The Girl with Braided Hair
In the 70s, it was a lot harder to get into Hong Kong. If you were an illegal immigrant, you either swum across the South China Sea or you snuck onto a train and jumped off across the border. The story goes that a boy from the mainland and his girlfriend stowed away on a train to Kowloon, meaning to start a new life in Hong Kong. When they reached the Chinese University in Sha Tin the boy jumped, shouting at the girl to follow. She jumped, but her braided hair caught in the train door. It ripped her face from her skull.
Fast-forward to one fine night at the Chung Chi College campus in Chinese University. A wandering student sees a girl with braided hair sitting alone in a public square, with her back to him. Thinking she’s crying, he taps her on the shoulder: she turns around, and a flayed, skinless face stares back at him. It’s crying blood. A loose flap of skin – nostrils, ears, eyelids, lips – hangs down from her head by a single braid of hair. The student is found unconscious in the square the next morning, and the area becomes known as "One-Braid Road."
Femme Fatale
Late one night in 1982, a policeman is catching up on some paperwork alone in Tseun Wan Police Station when a beautiful woman rushes in, her red dress filthy and scratched. She shouts, “There’s been a car accident on Castle Peak Road.

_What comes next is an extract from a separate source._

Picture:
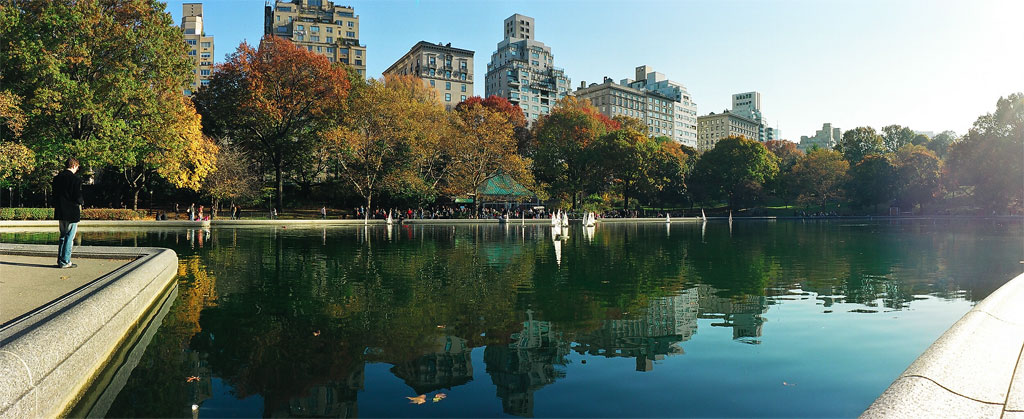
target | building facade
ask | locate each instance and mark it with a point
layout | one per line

You’ve got to go.” The policeman scrawls down the address, but when he looks up to ask for details the woman has disappeared. Surprised, the officer thinks it might be a prank but files the emergency report nonetheless.
When the officer’s shift is over, he heads home via Castle Peak Road, but he’s held up by a car accident – and the only casualty is a beautiful and familiar woman wearing a ripped red dress, lying with a snapped neck in the middle of the road. Tseun Wan Police Station was later relocated, and the building is now home to the transport police.
Three Sticks of Incense
Over on Lockhart Road in Wan Chai is the East Town Shopping Arcade, now home to a Pacific Coffee. Many decades ago, it was the East Town Cinema. Rumor has it that each night, after selling only five or six tickets for the late-night shows, staff would look in and see the cinema packed full of people. Afterwards, no cinema in the city would sell all the tickets to an evening show – three rows of seats were always reserved for any “one” that might want to watch. But there’s another, more horrifying story:
Two friends go to watch a movie at the East Town Cinema. Sitting down in the full house, one of the men notices that everyone else in the room has three sticks of incense floating above their heads –three sticks of incense are used to show respect to the dead. He turns to tell his friend – above whose head floats the same three sticks of incense. Spooked, the man runs to the bathrooms, and can see nothing above his own head in the mirror. Then he hears a blood-curdling scream: “Fire!” This is in the days when the cinemas locked their doors to stop trespassers. Desperate, the man climbs into the sewage cistern and hides, listening to the screams of the entire cinema burning to death. He is found amongst the debris hours later, the only survivor.